3. Lo spandimento del letame non può avvenire ad una distanza di regola inferiore a 5 metri dai corsi d'acqua. Lo stoccaggio temporaneo del letame e dei suoi assimilati su terreno nudo è ammesso e deve prevedere la formazione di un solco perimetrale isolato idraulicamente dal reticolo scolante ed una distanza dai corsi d'acqua di almeno 10 metri, con esclusione di quelli utilizzati per la pratica della fertirrigazione.

Art. 7

(Impianti di stoccaggio, trattamento e maturazione dei reflui zootecnici)

1. Gli impianti di stoccaggio, trattamento e maturazione dei reflui zootecnici sono costituiti dal complesso delle strutture immobili e degli apparati meccanici e tecnici atti a maturare e stabilizzare i reflui zootecnici al fine di renderli idonei al riutilizzo agronomico.

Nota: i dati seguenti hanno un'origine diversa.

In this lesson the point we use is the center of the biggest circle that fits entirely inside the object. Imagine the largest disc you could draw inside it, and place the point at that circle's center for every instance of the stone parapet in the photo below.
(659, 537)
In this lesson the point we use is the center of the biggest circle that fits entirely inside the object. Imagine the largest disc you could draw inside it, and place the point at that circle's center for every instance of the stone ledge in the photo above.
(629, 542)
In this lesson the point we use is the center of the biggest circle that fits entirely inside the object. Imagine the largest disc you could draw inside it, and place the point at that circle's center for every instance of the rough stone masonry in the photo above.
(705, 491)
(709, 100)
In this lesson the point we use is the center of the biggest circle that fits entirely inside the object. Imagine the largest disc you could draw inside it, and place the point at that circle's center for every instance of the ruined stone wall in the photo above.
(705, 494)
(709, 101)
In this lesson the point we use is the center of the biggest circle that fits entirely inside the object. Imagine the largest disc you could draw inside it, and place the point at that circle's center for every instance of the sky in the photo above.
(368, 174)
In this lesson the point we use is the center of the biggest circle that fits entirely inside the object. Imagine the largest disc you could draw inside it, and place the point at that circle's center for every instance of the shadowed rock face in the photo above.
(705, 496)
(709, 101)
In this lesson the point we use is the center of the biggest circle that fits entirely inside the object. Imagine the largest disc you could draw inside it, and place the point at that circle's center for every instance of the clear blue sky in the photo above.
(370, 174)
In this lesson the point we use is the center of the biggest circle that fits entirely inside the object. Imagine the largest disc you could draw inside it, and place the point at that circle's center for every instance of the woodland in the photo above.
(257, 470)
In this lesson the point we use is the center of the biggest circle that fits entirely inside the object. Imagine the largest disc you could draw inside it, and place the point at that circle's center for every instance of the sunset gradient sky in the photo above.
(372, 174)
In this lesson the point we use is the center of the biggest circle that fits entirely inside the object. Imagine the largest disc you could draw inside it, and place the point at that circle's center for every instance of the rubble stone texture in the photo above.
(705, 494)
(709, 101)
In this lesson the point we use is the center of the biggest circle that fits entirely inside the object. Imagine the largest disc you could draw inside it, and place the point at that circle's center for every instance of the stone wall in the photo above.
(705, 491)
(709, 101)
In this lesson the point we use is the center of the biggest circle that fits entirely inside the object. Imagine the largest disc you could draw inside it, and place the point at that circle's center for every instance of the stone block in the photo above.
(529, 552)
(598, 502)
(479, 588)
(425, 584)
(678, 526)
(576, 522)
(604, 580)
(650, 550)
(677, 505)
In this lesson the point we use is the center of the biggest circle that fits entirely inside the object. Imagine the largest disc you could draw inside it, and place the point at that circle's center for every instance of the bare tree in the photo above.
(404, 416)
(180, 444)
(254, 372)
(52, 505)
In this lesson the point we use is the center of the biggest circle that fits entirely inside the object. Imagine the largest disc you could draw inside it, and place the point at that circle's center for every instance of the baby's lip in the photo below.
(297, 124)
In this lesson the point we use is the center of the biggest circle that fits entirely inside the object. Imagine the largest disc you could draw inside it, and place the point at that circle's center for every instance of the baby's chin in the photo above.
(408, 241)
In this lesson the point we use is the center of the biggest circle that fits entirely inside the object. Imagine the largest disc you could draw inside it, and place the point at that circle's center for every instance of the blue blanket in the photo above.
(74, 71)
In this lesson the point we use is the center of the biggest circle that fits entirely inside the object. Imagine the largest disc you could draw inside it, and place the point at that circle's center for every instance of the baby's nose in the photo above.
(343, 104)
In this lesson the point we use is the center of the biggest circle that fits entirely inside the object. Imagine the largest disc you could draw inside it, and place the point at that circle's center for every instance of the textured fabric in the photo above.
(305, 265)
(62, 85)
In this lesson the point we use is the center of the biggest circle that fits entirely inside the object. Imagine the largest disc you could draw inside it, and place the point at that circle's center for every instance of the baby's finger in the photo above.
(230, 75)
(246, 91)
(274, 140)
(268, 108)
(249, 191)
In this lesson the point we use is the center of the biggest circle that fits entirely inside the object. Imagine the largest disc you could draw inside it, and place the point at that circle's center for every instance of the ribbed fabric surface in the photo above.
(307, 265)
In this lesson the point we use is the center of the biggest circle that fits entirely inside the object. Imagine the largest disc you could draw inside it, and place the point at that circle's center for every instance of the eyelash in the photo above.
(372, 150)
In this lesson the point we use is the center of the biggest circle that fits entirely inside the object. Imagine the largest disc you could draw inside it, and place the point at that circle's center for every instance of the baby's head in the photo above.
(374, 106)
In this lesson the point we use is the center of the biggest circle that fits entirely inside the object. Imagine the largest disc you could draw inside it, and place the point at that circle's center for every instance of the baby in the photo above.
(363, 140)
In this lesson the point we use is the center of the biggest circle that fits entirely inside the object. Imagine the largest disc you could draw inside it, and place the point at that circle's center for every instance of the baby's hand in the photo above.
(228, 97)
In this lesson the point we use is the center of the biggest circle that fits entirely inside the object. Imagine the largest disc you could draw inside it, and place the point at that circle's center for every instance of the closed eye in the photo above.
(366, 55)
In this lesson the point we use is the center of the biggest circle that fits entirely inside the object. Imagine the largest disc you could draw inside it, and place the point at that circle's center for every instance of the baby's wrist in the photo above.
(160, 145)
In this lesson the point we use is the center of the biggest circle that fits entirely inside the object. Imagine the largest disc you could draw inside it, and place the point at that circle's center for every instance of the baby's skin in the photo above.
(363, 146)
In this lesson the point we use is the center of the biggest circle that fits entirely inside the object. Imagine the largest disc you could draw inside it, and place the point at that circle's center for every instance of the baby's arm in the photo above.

2. Gli impianti di cui al comma 1 devono essere realizzati con tutti gli accorgimenti tecnici necessari per assicurare la loro durata nel tempo. Il fondo e le pareti devono essere costruiti con materiali naturali od artificiali che assicurino un'adeguata impermeabilizzazione. Il fondo deve trovarsi al di sopra del tetto del corpo acquifero sotterraneo.

3. Il sistema di stoccaggio, se di nuova costruzione, dev'essere realizzato in più comparti o unità, al fine di permettere un periodo minimo di maturazione dei liquami prima della loro distribuzione in campo.

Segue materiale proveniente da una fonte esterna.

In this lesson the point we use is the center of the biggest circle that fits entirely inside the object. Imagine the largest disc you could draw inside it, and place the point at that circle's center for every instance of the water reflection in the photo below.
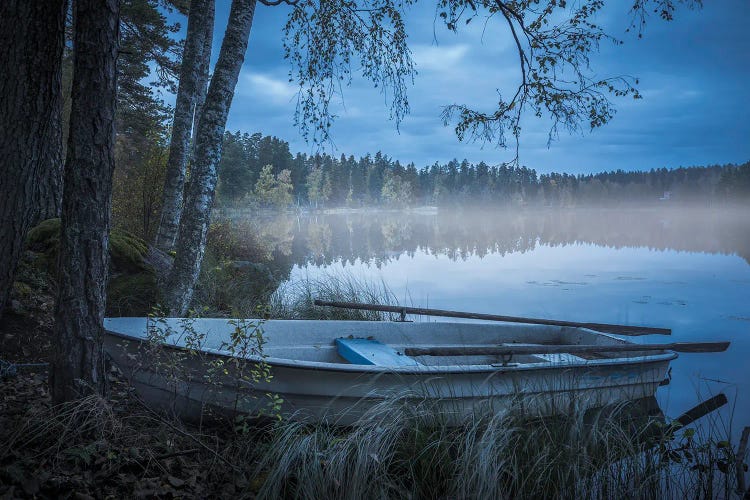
(578, 265)
(379, 237)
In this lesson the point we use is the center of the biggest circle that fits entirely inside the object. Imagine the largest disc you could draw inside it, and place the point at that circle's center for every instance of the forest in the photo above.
(117, 163)
(324, 180)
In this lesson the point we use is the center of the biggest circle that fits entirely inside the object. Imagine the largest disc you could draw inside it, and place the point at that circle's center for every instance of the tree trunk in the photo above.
(82, 264)
(203, 80)
(31, 45)
(191, 238)
(195, 60)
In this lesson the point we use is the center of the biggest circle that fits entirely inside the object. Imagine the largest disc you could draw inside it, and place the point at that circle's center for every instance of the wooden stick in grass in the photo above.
(403, 311)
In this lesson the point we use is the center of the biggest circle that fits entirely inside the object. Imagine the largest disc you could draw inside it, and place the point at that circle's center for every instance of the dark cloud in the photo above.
(693, 74)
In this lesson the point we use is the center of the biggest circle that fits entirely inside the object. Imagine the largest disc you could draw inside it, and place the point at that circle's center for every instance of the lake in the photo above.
(683, 268)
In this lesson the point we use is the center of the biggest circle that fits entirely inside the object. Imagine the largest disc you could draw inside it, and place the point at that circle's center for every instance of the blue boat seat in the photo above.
(371, 352)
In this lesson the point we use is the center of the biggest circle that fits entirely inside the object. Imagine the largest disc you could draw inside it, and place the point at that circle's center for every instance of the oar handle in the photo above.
(403, 310)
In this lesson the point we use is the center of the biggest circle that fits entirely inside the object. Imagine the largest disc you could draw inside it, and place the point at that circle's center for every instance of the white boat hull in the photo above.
(316, 386)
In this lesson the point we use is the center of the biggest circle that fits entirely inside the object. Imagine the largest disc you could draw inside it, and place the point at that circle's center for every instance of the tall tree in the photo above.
(31, 46)
(191, 237)
(83, 259)
(193, 75)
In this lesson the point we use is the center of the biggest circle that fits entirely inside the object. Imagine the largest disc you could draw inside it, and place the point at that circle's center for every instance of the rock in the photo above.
(136, 269)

4. Il volume massimo dei singoli contenitori di nuova costruzione non può essere superiore a 5.000 metri cubi. Per i nuovi insediamenti lo stoccaggio dei liquami zootecnici non può essere effettuato direttamente sotto grigliato.

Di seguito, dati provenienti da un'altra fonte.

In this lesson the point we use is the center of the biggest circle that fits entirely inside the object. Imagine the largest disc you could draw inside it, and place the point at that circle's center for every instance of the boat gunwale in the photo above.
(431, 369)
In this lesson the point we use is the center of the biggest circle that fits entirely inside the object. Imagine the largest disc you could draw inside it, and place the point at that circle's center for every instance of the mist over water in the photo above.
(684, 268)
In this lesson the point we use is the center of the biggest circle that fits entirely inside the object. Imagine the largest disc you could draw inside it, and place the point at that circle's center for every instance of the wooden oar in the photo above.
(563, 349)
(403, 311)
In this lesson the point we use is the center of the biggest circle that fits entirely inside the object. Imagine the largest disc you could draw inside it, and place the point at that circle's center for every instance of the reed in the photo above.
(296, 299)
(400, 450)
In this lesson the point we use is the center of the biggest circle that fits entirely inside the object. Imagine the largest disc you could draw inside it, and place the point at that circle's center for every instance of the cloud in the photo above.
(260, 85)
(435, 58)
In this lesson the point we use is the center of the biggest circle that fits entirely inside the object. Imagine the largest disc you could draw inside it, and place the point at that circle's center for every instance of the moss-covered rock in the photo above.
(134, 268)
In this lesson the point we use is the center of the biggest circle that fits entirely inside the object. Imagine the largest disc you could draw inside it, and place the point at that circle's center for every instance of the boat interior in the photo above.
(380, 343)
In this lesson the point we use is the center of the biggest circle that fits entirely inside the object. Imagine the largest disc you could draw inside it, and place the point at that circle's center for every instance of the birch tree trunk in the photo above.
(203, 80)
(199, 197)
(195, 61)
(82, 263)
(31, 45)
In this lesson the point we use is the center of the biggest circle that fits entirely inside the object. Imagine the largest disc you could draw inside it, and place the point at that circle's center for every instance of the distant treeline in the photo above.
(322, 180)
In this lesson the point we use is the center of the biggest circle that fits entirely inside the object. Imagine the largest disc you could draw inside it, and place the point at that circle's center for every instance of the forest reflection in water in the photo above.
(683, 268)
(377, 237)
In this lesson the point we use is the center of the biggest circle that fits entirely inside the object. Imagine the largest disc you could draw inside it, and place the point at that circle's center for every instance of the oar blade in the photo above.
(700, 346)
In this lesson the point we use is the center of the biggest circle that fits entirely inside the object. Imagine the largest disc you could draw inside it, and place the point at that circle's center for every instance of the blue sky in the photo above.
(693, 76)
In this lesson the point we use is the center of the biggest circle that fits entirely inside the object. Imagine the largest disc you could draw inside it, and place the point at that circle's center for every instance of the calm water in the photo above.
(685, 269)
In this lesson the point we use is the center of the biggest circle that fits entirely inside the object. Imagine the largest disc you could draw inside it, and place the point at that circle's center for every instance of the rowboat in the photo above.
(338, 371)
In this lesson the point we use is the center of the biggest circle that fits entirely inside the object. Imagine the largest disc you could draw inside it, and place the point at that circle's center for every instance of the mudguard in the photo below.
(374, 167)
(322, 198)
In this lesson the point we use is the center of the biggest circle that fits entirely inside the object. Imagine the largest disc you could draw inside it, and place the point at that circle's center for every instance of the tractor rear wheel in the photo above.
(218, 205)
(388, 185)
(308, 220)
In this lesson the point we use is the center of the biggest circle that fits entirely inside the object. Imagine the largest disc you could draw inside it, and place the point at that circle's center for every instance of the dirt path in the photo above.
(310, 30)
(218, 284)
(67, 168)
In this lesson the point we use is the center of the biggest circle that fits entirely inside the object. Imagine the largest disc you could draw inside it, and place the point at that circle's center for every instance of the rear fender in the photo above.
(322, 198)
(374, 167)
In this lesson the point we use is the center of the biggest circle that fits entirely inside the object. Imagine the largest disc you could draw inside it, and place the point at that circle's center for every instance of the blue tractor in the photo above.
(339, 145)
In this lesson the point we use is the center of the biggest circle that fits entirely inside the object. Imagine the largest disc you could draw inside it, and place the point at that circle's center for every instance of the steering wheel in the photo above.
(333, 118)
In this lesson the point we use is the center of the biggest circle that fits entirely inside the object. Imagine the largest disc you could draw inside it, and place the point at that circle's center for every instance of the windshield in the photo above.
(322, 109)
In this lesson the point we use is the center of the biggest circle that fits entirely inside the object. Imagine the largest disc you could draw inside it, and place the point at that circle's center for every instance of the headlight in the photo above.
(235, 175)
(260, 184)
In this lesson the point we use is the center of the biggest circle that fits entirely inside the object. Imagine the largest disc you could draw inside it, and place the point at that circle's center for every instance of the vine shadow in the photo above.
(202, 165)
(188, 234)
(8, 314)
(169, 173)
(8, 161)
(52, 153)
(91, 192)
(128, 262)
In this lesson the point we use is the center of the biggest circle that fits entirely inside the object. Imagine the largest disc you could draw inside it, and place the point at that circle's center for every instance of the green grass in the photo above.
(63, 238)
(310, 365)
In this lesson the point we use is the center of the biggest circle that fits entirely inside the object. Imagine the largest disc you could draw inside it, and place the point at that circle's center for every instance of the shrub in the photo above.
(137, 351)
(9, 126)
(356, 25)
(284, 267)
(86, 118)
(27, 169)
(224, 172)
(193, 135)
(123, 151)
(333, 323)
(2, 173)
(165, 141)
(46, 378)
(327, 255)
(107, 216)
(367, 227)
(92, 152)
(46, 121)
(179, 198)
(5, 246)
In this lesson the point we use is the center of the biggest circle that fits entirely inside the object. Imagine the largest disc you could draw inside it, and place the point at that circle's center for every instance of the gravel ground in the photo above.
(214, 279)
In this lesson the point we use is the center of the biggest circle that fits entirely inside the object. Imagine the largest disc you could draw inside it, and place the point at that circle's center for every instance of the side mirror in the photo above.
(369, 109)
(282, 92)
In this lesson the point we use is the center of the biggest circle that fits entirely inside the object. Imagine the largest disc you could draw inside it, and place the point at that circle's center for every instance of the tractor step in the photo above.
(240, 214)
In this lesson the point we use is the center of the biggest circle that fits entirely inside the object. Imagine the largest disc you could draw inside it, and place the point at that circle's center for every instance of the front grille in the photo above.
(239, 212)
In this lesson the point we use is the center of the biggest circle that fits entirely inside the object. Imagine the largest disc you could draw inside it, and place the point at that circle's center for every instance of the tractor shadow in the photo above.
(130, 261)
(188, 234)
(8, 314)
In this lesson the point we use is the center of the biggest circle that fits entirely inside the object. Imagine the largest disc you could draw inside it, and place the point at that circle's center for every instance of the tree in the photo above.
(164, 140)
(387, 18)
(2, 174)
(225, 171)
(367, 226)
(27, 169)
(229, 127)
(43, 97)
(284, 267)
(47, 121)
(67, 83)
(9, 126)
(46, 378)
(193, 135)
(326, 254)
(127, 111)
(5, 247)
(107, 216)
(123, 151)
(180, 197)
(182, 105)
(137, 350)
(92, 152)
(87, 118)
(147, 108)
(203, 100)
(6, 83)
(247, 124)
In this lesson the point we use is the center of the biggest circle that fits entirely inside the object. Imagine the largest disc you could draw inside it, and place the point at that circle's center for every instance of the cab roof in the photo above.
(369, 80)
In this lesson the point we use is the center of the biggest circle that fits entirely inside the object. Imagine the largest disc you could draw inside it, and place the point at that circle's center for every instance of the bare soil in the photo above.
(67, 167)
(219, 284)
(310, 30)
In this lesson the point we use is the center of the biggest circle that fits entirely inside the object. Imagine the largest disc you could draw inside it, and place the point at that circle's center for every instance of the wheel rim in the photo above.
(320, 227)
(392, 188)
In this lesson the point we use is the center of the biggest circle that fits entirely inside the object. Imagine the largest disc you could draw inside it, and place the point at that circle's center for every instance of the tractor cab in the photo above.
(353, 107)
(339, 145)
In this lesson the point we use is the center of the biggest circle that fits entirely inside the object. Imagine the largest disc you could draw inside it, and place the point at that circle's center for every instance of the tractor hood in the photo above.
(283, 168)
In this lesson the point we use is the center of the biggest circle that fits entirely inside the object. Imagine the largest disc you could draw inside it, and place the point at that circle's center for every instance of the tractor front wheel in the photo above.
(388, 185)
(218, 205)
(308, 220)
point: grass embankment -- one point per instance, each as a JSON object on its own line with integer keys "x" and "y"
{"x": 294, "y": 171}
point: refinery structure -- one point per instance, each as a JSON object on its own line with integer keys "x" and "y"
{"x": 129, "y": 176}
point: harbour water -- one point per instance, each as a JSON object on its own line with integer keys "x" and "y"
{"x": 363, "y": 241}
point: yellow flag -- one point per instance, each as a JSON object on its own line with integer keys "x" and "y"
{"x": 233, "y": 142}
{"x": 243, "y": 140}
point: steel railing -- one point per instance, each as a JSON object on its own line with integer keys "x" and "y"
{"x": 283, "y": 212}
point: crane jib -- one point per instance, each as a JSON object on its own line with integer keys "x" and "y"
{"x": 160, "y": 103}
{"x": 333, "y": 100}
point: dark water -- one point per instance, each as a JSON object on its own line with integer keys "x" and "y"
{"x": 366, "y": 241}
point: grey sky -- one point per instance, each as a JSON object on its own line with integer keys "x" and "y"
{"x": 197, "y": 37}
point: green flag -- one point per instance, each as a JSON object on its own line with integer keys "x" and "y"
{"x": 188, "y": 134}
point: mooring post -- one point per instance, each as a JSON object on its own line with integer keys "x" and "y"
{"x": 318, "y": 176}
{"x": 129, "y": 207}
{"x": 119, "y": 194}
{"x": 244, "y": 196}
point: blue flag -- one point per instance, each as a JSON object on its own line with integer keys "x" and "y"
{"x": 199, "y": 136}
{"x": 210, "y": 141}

5. Lo stoccaggio dei liquami dev'essere effettuato in contenitori la cui capacità, rapportata alla potenzialità massima dell'allevamento, non può essere inferiore a:

a) centoventi giorni per gli allevamenti bovini da latte;

b) centottanta giorni per tutti gli altri allevamenti.

6. E' ammessa una capacità di stoccaggio ridotta per gli allevamenti di piccole dimensioni, fino a 17,5 unità bovine adulte, rapportata al periodo di allevamento e alla durata del ciclo vegetativo, purché la stessa non risulti comunque inferiore a novanta giorni.

7. Per quanto concerne il rispetto delle distanze dalle abitazioni per gli impianti di cui al presente articolo, si fa riferimento al regio decreto 27 luglio 1934, n. 1265 (Approvazione del testo unico delle leggi sanitarie), alle normative tecniche emanate in applicazione della l. 319/1976, nonché ai regolamenti comunali di igiene.

Art. 8

(Tempi di adeguamento alla normativa)

1. L'adeguamento del carico alle norme previste nell'art. 5 deve avvenire entro un anno dalla data di entrata in vigore del presente regolamento.

2. L'adeguamento dei contenitori di stoccaggio alle norme previste nell'art. 7 deve avvenire entro tre anni dalla data di entrata in vigore del presente regolamento.